Following its string of social media acquisitions, Oracle has pulled all its social capabilities into one product, allowing marketers to create and publish content, listen to and engage customers, and analyze interactions from a single interface.
Unveiled at the South by Southwest conference, Oracle’s Social Relationship Management (SRM) product ties together capabilities gained when the company acquired Vitrue, a social marketing and engagement platform, social intelligence firm Collective Intellect, and Involver, a company that lets developers create customized marketing applications for social media sites.
“Oracle Social Relationship Management brings together traditionally disparate social solutions into one, powerful enterprise platform, allowing customers to fully leverage and maximize social data, insights and interactions to improve customer interactions and business results,” said Thomas Kurian, executive VP of product development at Oracle, in a statement.
The SRM offering, which is part of the Social Relationship Management Suite, will also integrate with Oracle’s other customer experience products, including its RightNow customer service platform, Eloqua marketing automation system, and Fusion and Siebel CRM software.

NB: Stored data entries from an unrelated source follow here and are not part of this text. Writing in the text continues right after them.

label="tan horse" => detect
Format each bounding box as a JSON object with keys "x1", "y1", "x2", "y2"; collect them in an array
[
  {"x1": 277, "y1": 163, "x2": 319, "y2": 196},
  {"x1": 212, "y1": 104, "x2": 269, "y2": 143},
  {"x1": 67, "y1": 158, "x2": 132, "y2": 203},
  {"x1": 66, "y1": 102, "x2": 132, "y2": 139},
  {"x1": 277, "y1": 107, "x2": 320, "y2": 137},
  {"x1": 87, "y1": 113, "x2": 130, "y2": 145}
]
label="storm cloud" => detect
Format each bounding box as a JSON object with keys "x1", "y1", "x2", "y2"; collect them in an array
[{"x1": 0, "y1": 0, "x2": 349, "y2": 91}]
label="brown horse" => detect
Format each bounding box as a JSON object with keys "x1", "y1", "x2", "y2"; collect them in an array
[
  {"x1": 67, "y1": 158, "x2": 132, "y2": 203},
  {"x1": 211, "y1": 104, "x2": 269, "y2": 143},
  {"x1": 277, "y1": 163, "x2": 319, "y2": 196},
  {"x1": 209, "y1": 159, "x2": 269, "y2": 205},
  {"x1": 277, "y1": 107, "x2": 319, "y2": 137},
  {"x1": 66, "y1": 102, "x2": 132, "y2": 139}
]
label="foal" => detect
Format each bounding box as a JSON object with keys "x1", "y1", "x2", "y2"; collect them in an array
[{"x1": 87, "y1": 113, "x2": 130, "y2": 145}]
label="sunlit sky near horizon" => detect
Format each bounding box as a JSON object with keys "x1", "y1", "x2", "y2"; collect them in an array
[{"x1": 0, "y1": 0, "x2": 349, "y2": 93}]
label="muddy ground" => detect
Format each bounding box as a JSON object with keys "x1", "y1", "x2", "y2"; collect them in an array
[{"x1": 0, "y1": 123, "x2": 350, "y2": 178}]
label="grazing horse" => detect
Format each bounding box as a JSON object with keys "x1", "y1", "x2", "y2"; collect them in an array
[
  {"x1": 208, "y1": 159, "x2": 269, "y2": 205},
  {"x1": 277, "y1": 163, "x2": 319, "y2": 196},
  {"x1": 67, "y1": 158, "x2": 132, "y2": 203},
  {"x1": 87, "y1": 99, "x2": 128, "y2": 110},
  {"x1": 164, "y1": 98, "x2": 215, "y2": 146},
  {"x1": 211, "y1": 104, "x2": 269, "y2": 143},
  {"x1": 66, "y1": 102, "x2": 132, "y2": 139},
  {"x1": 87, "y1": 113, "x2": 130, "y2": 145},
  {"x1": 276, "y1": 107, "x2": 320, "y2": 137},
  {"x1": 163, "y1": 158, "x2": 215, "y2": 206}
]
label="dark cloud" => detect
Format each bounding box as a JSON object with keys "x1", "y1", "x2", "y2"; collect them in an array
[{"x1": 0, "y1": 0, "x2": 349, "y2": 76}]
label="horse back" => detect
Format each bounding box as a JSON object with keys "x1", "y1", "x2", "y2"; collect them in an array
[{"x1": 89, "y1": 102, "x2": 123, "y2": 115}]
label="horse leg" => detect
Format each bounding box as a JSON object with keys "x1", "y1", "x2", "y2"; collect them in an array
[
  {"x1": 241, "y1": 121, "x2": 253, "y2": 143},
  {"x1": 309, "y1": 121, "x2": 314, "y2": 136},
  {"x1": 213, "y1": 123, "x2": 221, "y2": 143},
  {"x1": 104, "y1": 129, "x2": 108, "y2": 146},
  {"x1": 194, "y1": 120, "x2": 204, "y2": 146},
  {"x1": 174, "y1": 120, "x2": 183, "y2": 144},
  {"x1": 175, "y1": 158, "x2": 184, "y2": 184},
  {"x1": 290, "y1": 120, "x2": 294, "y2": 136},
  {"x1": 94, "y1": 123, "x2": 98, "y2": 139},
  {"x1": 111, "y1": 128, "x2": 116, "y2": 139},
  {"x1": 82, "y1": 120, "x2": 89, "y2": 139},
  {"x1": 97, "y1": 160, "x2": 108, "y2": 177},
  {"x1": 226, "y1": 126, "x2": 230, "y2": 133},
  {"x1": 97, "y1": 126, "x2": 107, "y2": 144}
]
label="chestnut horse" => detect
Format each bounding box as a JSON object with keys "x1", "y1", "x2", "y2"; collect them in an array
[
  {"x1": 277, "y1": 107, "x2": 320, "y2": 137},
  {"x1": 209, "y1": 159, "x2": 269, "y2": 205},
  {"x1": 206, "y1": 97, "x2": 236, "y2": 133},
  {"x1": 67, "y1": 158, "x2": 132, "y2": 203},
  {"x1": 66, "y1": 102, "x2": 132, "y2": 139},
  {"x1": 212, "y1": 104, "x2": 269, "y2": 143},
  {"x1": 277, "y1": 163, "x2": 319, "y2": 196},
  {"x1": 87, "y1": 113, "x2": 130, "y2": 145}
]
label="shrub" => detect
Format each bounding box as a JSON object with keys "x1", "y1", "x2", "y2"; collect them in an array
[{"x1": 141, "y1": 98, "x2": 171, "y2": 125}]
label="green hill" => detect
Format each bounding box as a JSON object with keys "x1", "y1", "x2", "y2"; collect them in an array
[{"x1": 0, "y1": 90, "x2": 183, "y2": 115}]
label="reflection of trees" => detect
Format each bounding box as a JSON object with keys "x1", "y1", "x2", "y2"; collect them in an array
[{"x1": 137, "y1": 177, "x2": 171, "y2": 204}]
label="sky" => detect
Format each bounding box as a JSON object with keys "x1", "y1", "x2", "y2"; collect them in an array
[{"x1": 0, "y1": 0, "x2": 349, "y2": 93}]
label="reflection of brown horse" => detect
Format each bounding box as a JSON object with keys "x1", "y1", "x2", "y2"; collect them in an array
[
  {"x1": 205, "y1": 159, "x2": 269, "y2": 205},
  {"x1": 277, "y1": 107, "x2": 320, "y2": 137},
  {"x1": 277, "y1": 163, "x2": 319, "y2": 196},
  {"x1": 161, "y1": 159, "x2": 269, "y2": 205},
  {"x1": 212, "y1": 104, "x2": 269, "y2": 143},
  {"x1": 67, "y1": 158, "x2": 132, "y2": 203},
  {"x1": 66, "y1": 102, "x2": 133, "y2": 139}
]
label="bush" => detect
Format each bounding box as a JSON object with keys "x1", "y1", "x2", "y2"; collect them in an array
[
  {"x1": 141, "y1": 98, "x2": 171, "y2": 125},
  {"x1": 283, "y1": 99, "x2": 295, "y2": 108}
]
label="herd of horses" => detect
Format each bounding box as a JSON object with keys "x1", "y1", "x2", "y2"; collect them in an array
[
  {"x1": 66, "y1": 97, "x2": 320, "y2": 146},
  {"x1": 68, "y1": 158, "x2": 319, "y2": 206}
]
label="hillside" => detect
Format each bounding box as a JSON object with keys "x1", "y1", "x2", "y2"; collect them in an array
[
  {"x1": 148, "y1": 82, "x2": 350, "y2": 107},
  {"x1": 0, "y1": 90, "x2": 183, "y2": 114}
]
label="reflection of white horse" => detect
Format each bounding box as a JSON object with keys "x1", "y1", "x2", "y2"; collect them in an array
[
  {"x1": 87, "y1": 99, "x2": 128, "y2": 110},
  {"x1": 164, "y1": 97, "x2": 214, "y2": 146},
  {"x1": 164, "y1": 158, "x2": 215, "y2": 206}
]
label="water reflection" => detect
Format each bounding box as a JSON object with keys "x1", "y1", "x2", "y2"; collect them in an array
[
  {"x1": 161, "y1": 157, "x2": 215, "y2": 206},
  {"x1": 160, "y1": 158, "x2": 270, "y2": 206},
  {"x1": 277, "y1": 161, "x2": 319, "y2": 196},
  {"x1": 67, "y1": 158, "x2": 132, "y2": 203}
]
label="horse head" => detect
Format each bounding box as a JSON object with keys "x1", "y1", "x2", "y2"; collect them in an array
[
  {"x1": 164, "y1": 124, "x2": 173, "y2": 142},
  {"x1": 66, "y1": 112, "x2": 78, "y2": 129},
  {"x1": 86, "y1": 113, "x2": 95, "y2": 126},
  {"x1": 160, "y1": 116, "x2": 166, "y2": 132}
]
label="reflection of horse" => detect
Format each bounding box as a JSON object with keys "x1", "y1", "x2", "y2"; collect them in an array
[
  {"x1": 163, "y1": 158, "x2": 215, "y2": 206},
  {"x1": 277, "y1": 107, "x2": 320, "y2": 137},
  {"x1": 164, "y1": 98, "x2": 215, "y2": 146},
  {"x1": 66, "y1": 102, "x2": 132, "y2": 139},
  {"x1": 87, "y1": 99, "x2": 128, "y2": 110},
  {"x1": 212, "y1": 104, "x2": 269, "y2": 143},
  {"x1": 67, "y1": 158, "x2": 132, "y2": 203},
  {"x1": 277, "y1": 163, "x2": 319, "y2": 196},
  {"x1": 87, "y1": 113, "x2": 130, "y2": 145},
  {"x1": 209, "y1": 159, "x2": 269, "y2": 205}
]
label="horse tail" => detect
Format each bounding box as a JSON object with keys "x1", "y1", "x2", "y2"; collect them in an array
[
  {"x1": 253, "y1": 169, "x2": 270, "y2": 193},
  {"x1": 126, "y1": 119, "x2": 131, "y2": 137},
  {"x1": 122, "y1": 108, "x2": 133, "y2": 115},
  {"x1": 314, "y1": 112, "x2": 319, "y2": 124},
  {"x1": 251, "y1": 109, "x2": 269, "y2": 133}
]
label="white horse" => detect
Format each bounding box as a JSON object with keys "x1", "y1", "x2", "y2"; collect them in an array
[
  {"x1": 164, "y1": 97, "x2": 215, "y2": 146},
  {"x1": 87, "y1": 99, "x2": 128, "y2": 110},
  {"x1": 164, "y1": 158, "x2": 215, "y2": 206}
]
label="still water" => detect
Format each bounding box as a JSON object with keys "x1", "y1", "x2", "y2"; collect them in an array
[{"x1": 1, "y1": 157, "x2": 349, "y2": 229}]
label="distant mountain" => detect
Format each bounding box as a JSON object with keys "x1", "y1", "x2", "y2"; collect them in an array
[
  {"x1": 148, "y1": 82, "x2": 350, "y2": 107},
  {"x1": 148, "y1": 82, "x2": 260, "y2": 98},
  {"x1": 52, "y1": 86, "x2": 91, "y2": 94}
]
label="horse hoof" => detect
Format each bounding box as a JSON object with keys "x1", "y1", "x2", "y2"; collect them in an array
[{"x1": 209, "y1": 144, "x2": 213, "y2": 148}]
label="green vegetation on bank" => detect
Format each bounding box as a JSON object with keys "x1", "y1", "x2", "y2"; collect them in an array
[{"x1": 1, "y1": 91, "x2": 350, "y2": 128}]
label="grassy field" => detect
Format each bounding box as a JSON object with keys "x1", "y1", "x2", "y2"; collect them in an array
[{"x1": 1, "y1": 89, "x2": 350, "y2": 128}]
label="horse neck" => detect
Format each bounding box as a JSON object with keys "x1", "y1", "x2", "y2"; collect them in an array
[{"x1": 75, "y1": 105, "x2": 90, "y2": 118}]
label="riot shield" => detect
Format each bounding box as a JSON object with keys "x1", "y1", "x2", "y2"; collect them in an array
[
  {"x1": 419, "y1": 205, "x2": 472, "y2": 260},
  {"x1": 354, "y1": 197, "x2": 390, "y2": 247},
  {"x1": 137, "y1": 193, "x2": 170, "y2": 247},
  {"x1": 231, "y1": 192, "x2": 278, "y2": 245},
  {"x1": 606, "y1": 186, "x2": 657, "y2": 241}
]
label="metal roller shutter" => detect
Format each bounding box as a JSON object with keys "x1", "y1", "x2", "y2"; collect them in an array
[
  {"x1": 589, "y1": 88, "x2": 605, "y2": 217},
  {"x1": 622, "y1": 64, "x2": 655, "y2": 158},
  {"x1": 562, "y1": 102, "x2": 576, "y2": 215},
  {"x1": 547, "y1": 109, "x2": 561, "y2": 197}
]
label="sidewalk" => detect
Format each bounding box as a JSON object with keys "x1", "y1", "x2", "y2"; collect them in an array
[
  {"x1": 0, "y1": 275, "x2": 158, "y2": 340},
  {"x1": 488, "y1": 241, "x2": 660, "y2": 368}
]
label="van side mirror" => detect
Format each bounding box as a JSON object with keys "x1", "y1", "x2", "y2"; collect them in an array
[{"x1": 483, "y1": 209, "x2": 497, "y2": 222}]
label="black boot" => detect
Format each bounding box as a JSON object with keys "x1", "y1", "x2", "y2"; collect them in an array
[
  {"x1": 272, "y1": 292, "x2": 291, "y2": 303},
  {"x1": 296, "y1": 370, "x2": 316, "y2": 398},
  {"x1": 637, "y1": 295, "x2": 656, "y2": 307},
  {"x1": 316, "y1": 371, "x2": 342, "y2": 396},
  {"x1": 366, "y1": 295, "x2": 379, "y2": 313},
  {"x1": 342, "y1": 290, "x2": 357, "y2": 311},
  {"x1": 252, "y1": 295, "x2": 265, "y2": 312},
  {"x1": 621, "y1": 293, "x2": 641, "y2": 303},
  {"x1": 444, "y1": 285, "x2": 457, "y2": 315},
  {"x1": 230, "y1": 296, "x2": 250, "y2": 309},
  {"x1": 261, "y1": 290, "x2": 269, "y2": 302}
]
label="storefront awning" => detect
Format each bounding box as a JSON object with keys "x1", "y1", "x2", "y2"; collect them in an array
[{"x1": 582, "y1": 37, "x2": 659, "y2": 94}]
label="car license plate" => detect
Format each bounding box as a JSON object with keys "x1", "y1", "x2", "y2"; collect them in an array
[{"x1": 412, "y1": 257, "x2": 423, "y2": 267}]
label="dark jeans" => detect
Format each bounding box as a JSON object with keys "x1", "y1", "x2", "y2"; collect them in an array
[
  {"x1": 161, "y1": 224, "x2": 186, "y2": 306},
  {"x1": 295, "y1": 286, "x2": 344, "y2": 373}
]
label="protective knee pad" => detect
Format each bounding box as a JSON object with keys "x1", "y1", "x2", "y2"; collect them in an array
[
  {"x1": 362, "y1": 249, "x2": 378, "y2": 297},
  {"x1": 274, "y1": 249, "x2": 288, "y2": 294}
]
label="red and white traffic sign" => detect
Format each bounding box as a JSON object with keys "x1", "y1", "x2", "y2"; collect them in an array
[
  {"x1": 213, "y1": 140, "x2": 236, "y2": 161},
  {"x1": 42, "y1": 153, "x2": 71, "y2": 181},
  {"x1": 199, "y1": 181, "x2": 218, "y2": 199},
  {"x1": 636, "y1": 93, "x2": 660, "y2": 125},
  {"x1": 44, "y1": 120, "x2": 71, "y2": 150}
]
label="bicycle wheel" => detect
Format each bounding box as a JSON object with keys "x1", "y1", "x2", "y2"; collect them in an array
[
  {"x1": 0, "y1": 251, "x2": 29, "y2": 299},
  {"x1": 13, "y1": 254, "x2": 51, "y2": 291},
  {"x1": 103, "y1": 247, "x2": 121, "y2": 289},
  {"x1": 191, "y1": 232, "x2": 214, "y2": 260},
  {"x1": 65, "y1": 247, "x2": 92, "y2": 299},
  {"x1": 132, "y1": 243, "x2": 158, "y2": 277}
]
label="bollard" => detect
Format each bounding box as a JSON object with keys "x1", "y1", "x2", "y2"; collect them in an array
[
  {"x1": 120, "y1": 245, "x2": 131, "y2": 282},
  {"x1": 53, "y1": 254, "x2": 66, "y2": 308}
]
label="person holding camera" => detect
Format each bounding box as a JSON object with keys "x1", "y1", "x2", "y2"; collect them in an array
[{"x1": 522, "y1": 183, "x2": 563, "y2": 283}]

Today’s announcement highlights the race between vendors like Oracle and Salesforce.com, (which bought Vitrue rival Buddy Media) to offer solutions that allow companies to deepen their relationship with customers, observes Jake Wengroff, head of the social media practice at research firm Gleanster.
“Oracle is clearly chasing a new department and professional category — marketing, media, communications — one that is perhaps unfamiliar with Oracle’s existing key strengths,” Wengroff said.
Meanwhile, Salesforce.com CEO Marc Benioff recently said his company’s new goal is to help clients become “customer companies.”
“A customer revolution is the next logical place in this industry. We are going to connect with customers in entirely new ways,” Benioff said at a keynote address in New York last week.
An interesting side note of the Oracle/Salesforce.com rivalry involves the marketing automation firm Eloqua, which was acquired by Oracle last December. While Oracle has indicated that it will integrate Eloqua’s marketing capabilities into its SRM product, it has also said that customers will be able to continue using other vendors’ products on Eloqua’s platform.
“We have a very strong relationship with Salesforce,” Jody Mooney, Eloqua senior product manager, told AdExchanger. “Eloqua has an agnostic support for other systems and like [Oracle applications executive Steve Miranda and Eloqua CEO Joe Payne] explained during a webcast nearly two weeks ago, that isn’t changing.”